I'm concerned that my per-base quality looks quite similar to the fastqc fail per-base quality (where there is a technical failure of the sequencer itself). I'm not very familiar with reading these reports so I was hoping I could get someone to comment on how the per base sequence quality looked in light of this fastqc fail image. I was thinking that I would do as you suggest and trim the trailing bases after the 30th position.
When the sequencer takes a high-resolution image of the microchip during each cycle, it records fluorescent intensities across the different channels and therefore each residue/fluorophore. It is physically/chemically possible for background or non-specific flourescence to be present on a site that hasn't even been decoupled yet (deprotected, etc. whatever word you want to use for the removal of the extension inhibitor)! When there is signal from multiple channels, it decreases the probability that the base was called correctly, and of course a completely ambiguous base would have 25% signal on all channels.
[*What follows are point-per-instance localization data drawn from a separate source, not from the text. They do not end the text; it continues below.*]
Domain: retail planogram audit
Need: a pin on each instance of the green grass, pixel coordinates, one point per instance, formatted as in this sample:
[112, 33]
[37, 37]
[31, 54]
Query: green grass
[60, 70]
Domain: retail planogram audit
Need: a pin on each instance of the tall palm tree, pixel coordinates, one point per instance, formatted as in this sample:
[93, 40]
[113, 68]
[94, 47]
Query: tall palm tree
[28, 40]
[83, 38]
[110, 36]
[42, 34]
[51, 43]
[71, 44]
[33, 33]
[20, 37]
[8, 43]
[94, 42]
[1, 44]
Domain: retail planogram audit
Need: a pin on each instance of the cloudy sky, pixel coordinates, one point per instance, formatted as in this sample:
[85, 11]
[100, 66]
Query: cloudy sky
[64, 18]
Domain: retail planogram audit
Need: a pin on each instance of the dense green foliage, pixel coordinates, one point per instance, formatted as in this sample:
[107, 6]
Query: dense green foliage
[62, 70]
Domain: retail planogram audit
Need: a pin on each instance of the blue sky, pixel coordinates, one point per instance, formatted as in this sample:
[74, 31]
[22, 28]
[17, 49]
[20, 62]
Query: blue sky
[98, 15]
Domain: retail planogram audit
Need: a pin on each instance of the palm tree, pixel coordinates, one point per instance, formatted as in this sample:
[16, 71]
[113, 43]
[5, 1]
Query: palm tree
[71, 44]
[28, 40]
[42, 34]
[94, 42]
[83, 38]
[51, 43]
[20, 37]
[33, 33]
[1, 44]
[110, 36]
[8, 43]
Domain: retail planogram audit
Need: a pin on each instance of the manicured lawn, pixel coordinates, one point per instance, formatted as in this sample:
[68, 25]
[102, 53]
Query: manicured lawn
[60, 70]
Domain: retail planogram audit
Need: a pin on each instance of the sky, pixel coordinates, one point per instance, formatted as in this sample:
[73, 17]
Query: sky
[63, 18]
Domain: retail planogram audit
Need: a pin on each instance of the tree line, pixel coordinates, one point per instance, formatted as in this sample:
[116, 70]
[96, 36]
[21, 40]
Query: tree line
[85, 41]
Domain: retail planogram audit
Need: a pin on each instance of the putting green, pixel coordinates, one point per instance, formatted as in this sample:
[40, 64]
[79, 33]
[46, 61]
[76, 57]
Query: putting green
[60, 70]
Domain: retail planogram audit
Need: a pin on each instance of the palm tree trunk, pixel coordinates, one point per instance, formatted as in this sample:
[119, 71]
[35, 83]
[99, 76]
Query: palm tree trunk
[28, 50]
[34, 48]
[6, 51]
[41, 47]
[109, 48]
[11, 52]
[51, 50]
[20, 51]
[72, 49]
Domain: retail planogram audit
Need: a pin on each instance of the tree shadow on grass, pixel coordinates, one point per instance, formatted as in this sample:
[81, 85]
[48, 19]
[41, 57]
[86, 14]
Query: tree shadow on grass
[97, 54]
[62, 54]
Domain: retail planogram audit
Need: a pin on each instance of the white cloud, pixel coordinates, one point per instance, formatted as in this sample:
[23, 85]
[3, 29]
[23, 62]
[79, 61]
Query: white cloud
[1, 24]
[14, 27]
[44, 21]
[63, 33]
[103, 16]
More common, however, is a little bit of bleed through or noise in the other channels such that the signal is non-zero on the primary channels, but fairly obvious that the base can be called as 'X' (whatever X may be). However, they include an empirical probability of miscall, based on the background signal during image processing. That is the phred score. So from an instrumental perspective, it doesn't matter if it's chip-smudge, residue mutation or ambiguous pairing, or chemical contamination. They just model the probability of miscall and include that in the phred scores for each base for each read.
So! Back to your question. My histograms look a little off i.e. the averages are low past the 30th position, or my histogram distributions look a little too large and permissive of error etc.
"Is there something wrong with my file?" No. The format is valid... the data is not optimal. But your concerned with the data, not the performance of the Fastqc program.
"So should I care about the warning?" Yes, it means that you might not be able to properly rule out tile quality without looking at another program. If the chip was bad or there are obvious tile-specific artifacts instead of uniformly dispersed low-quality bases, then that might be why your quality histogram isn't right. Perhaps you can sub-sample your fastq file? Or look at another program?
"What if there were tile issues?" You'd just filter out those reads from your fastq file. Filter reads from a specific tile, either with awk or grep, perl or python. Or any sequence toolkit that permits tile-specific filtering. Or you could convert to unmapped-SAM with bbmap's reformat.sh and then grep -v for the tile!
"What do I do when I see a bad histogram?" Well, it's complicated and the right treatment depends on a) how much data you have b) how permissive your pipelines/programs are with trimmed reads and c) your own preference/tolerance for base miscall probabilities. I mean... phred of 20 is still very accurate, all things considered. Learn what phred scores actually mean before following advice blindly.
So, essentially if you want to filter your dataset a bit to improve your quality histogram, you'll need to decide "what percentage of the read could be total garbage for me to completely throw out? 20%, 30%?" (or you can calculate the analogous average quality score for the read if your filtering tool uses that instead of a percent). Alternatively (recommended) you should use a sliding-window quality trimmer to remove bases with low phred scores, which creates heterogeneity in your read length (so you'll then want to use a minimum read length setting). You should see big improvements in the histogram after this (and hopefully retain > 80% of your reads and >90% of bases).
I would recommend Trimmomatic, which has settings for adapter removal, sliding-window quality trimming, and read filtering.
I'm wondering if the naming of the reads is off somehow, and the software is not parsing the read names properly. Can you post the first 10 lines of your fastq?